Almost all Protractor functions work in this manner - returning a promise that resolves after an indeterminate amount of time, and upon resolving, triggering a function to handle the result.

Promise chaining in Protractor

Let's try to understand it with the help of a quick analogy:

Imagine you have promised a friend that you are going to buy him a juice. This promise doesn't mean you actually have a juice for him at that exact moment. Your upcoming beverage run could succeed, and you return with juice in hand, or it could fail and the friend is left thirsty.
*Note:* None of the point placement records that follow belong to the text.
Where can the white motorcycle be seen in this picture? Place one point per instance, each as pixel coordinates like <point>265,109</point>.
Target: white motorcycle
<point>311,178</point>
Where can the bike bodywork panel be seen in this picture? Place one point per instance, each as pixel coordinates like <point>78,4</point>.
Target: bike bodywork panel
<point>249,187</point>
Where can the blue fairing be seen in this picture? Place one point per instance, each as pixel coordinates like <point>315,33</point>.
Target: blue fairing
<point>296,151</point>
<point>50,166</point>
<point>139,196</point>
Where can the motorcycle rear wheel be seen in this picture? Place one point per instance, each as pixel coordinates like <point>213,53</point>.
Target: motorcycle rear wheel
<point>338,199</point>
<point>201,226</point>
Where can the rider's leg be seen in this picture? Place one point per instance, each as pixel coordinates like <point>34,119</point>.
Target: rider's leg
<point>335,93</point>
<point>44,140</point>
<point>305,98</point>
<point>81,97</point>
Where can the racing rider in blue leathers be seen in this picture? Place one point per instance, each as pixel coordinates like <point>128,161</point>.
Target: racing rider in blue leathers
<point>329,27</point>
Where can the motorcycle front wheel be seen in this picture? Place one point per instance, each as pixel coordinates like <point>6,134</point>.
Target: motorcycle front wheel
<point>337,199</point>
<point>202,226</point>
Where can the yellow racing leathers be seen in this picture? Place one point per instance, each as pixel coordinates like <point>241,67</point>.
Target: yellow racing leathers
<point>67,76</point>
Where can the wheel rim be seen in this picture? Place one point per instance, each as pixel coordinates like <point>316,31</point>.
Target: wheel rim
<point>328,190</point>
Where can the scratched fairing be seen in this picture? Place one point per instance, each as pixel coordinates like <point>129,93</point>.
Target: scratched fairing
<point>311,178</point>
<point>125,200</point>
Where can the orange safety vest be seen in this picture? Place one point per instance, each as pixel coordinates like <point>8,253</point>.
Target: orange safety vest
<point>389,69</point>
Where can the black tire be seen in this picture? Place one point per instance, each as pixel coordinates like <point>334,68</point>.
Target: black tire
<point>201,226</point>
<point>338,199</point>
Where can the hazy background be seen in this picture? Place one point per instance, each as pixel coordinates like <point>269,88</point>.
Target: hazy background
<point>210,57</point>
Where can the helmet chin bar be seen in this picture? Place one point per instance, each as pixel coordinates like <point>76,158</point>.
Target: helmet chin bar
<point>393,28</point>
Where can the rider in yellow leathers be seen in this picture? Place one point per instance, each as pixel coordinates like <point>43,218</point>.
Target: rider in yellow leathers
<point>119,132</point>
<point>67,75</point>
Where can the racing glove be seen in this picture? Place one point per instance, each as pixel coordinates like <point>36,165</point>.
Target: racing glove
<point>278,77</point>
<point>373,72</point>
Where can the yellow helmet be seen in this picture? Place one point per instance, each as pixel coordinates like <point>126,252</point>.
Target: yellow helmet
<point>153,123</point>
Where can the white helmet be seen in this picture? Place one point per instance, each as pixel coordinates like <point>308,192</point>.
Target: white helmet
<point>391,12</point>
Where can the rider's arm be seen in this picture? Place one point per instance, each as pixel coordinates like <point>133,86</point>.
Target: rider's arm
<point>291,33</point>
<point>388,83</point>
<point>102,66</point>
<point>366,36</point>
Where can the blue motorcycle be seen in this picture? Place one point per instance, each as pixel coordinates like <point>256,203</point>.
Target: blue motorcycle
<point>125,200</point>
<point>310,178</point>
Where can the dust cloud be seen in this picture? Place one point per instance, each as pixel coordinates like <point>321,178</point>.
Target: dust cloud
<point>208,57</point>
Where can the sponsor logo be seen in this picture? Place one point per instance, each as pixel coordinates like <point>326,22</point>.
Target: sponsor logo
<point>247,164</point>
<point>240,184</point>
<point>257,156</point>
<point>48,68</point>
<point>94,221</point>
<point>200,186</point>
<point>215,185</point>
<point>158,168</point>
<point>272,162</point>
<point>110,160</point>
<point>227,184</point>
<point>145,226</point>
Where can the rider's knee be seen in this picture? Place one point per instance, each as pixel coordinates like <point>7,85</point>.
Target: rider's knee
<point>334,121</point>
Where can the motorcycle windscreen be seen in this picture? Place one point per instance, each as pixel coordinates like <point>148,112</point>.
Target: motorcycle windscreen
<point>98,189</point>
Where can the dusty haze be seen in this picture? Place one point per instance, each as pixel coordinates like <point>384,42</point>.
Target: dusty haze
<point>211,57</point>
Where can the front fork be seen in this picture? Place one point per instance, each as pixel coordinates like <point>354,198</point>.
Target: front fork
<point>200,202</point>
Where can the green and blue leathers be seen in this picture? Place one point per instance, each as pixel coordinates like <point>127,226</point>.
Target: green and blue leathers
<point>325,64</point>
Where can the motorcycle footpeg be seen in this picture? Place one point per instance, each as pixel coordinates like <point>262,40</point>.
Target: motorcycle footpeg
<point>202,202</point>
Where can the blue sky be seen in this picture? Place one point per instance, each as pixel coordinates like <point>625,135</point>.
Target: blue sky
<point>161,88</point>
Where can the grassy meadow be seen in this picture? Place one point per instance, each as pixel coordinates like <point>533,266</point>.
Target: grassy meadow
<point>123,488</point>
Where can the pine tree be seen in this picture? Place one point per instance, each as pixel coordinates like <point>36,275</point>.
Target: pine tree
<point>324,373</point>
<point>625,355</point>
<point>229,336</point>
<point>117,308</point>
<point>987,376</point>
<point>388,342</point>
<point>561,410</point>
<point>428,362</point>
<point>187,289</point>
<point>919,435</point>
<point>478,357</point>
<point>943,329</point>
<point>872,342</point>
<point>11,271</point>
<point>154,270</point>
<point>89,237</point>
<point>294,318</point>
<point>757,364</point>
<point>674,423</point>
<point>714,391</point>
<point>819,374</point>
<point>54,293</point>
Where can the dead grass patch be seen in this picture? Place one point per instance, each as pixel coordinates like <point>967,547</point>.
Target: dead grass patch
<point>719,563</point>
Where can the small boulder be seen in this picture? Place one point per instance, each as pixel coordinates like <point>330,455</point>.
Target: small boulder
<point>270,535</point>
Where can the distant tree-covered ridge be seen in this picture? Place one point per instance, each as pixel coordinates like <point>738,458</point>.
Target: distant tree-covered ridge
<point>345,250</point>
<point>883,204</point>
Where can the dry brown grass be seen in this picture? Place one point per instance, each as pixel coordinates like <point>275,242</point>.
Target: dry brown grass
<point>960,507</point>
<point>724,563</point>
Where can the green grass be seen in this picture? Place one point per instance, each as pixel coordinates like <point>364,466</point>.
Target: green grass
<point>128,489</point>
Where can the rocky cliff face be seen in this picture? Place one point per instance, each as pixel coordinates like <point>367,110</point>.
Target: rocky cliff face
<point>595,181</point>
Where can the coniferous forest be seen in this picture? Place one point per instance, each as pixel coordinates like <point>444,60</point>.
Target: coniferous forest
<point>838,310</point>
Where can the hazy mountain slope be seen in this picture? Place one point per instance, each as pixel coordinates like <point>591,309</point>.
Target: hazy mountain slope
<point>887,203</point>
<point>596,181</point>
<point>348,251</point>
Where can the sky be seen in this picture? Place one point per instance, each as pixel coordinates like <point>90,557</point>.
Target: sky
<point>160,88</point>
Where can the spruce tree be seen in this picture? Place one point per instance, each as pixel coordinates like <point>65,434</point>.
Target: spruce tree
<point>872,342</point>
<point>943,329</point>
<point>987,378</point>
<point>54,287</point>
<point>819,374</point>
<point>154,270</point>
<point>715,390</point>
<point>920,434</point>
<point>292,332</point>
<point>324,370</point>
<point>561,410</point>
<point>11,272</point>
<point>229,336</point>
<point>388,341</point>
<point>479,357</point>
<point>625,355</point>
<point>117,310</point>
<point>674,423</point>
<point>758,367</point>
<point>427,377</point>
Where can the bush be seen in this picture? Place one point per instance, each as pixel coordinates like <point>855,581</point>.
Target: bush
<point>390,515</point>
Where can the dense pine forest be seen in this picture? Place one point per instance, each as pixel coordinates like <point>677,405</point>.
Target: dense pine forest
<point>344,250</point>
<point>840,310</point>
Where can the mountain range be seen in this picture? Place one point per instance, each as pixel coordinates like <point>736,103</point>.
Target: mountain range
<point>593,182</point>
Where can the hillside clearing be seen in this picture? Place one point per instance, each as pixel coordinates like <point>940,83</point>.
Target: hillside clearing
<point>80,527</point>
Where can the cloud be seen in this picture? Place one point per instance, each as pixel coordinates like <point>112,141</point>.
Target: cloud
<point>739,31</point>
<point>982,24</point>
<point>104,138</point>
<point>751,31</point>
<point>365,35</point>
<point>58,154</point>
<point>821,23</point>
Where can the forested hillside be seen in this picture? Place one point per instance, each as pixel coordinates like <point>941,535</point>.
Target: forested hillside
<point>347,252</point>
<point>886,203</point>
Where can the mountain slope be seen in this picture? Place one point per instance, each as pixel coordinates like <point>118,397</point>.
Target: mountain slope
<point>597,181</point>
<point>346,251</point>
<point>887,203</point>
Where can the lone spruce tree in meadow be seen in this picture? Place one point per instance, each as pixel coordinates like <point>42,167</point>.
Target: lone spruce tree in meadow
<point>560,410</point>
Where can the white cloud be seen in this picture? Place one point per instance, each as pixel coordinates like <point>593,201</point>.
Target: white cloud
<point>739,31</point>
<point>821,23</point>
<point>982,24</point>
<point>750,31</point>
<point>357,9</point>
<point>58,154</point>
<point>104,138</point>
So the outcome may be anything.

If your friend has to open the juice bottle there should be a juice bottle in his hand or he might have to wait until you bring him the juice bottle.

In protractor, it is handled by using then statement.

// spec.ts
import { browser, element, by } from "protractor";

describe('Promise Demo',()=> {
	it('Protractor Promise Chaining', () => { 
			.then(() => element(by.name('q')).click()) // then keyword is used to chain
			.then(() => element(by.name('q')).sendKeys('Test')) 
			.then(() => element(by.name('q')).getAttribute("title")) 
			.then((name) => {expect(name).toBe("Search") }); 

then keyword is used for promise chaining, this also ensures that your code block will always be executed one after another.

  1. browser.get('https://google.com/') executes and then it waits for page to load
  2. once the page is loaded it executes element(by.name('q')).click() then it ensures action is performed
  3. Then it executes the line element(by.name('q')).sendKeys('Test') once this action is done next line and continues...
  4. .then(() => element(by.name('q')).getAttribute("title")) .then((name) => { expect(name).toBe("Search") }); watch this line we are getting attribute once this operation is successful it returns promise object that is resolved now the name will hold the actual attribute value.

Promise in Protractor

Note: Earlier version of protractor allowed users to write specs without promise chaining, but these were managed by WebDriverJS API with the recent changes protractor deprecated usage of control flow, so writing the protractor tests without promise chaining may lead to test failure or unexpected results.